Questions and Comments
- (Reviewed by Chiho Choi) SUMMARY This slecture presents a mathematical concept of Principal Component Analysis (PCA) and its practical applications. In section 2, the author explains about basic linear algebra, such as eigenvectors, eigenvalues, and singular vector decomposition, which are required to understand how PCA works. Section 3 shows the way of projecting high dimensional data to lower dimensional space based on the concepts of section 2. Then, he/she demonstrates it using 2D data in Section 4.1 and 512x512 image in Section 4.2, respectively. Section 4.3 provides some limitations in such a case that PCA fails to reduce data dimensions as shown in Figure 8 – 13.
- (Reviewed by Chiho Choi) STRENGTHS As the author mentioned, a generic PCA method is known as an efficient way to reduce dimensions for linearly distributed data. It is well-described with appropriate examples and reasonable figures. For this, the author experiments on both elliptical distributed data and nonlinear multimodal data. In addition, by applying PCA in image compression, it is easy to understand how to apply this method in practical applications.

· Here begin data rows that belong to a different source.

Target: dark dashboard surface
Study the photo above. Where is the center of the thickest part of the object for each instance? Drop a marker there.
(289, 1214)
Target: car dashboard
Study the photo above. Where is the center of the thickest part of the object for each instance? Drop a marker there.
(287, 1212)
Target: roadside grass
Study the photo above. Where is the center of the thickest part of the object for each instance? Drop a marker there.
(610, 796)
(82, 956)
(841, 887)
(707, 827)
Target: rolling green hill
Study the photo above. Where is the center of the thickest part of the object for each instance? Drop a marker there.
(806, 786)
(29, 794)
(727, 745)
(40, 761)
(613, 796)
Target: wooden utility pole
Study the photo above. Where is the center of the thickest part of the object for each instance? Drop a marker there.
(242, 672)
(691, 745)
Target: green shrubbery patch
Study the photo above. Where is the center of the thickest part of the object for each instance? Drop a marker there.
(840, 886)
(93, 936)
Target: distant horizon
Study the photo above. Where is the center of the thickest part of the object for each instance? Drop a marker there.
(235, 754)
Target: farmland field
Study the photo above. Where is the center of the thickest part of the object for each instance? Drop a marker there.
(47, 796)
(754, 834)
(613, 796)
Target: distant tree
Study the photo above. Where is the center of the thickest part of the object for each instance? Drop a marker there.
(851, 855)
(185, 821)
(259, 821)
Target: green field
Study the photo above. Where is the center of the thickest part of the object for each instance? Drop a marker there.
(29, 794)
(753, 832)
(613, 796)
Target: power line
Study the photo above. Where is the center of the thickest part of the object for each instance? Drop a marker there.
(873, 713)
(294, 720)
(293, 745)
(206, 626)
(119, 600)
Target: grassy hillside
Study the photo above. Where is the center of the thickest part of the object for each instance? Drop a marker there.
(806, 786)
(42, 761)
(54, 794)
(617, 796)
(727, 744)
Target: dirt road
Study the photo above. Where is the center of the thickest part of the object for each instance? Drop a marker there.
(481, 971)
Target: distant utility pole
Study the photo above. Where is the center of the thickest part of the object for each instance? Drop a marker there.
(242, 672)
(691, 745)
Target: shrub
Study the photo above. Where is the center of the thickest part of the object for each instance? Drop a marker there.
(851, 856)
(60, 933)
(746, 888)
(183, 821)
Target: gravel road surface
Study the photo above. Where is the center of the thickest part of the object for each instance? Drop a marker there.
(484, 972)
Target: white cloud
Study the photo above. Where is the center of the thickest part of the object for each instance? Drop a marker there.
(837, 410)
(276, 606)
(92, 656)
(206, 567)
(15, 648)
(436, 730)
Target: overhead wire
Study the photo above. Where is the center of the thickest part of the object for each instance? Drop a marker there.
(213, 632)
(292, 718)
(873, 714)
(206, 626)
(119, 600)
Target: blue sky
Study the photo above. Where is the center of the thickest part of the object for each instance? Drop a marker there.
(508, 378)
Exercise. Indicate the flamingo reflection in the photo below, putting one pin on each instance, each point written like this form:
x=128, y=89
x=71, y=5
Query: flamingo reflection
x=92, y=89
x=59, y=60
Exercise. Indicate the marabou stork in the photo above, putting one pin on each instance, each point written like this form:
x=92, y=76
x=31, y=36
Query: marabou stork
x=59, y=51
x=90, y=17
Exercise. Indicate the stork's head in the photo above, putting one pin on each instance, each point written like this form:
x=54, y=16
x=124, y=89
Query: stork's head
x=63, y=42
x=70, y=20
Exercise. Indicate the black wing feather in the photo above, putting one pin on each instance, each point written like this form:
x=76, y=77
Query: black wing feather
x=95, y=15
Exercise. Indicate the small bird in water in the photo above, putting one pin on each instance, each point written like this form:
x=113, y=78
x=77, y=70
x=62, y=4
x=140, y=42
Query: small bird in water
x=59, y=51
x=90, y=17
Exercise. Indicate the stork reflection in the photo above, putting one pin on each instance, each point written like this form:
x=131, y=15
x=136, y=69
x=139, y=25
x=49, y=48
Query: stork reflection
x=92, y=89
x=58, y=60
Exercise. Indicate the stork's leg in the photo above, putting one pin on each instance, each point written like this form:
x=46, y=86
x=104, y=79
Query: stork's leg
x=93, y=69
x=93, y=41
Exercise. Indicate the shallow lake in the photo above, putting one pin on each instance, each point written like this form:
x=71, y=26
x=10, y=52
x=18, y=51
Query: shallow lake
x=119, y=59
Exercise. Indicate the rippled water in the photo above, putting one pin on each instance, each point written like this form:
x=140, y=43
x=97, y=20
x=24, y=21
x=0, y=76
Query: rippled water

- (Reviewed by Chiho Choi) WEAKNESSES Even though the author provides a procedure of PCA in Section 2, it is confusing to understand how to reduce data dimensions using given formulas. Thus, it would be better if the author explains it more specifically. Also, I recommend him/her to show a variant of PCA which properly handles nonlinear multimodal data, so that we can get a better sense of dimension reduction.